The former dairy farm, established in 1826, originally comprised 140 acres. Much of the land was lost in 1967 when the state of Ohio required the Giere family to sell a large portion of the acreage to make way for I-77. Additional acreage was sold off to make up for the loss of the dairy business, which transitioned to an agricultural and equine training farm.

A number of boarding clients did not return this year due to the construction, said Stacey, who gives around 75 riding lessons per week on the property and travels with a number of her students to out-of-state competitions. “We’ve had to pick and choose what we can do; it’s not how I would like to be running my business,” she said.

The white barn at the west end of the property, which contains horse stalls and an indoor riding ring, currently houses 10 horses owned by Stacey and another 16 owned by clients; ten fewer than two years ago.

Ultimately, the fate of the heritage farm depends on development at Valor Acres and other outside factors, said Stacey. “I think a lot of it is going to depend on what happens at Valor Acres,” she said. “There’s a future over there that’s gearing up, and with people moving into the community and businesses trickling over, some of it is a waiting game.”

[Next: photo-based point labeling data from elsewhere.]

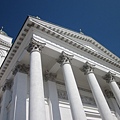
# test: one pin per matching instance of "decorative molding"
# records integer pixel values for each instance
(21, 68)
(87, 68)
(88, 100)
(49, 76)
(7, 85)
(109, 93)
(79, 88)
(109, 77)
(64, 58)
(35, 45)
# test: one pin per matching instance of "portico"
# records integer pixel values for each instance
(68, 93)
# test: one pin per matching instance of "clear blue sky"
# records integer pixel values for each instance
(99, 19)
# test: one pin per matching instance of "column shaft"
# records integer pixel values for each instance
(5, 101)
(99, 97)
(37, 104)
(116, 91)
(53, 101)
(73, 93)
(18, 103)
(110, 79)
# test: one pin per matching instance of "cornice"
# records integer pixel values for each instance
(29, 23)
(5, 43)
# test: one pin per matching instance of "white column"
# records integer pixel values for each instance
(110, 79)
(36, 100)
(18, 104)
(5, 100)
(76, 106)
(97, 92)
(53, 96)
(115, 105)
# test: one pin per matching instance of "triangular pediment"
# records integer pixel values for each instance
(86, 41)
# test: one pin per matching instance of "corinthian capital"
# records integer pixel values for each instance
(35, 46)
(50, 76)
(109, 94)
(109, 77)
(87, 68)
(21, 68)
(64, 58)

“We’re going to assess the impact from this traffic, and obviously as Valor Acres develops, we’re right here at the epicenter; we’ll have to see how that plays out,” said Brant Giere. “In another couple of years, who knows? It might be a blessing or a curse, because what happens over there directly affects us. We’ve had a hundred different options to look at, but which is the right one? We’re pretty diligent and we’re under no duress right now, so we’ll do what’s best for us.” ∞

Photo: Construction at the Interstate-77 and Miller Road interchange has resulted in a loss of business for nearby Maple Crest Farm this year. Photos by D. Holland.

Photo (main): Siblings Stacey and Brent Giere say the future of their business hinges on the amount of traffic and other factors generated by the Valor Acres development, set to open in 2024.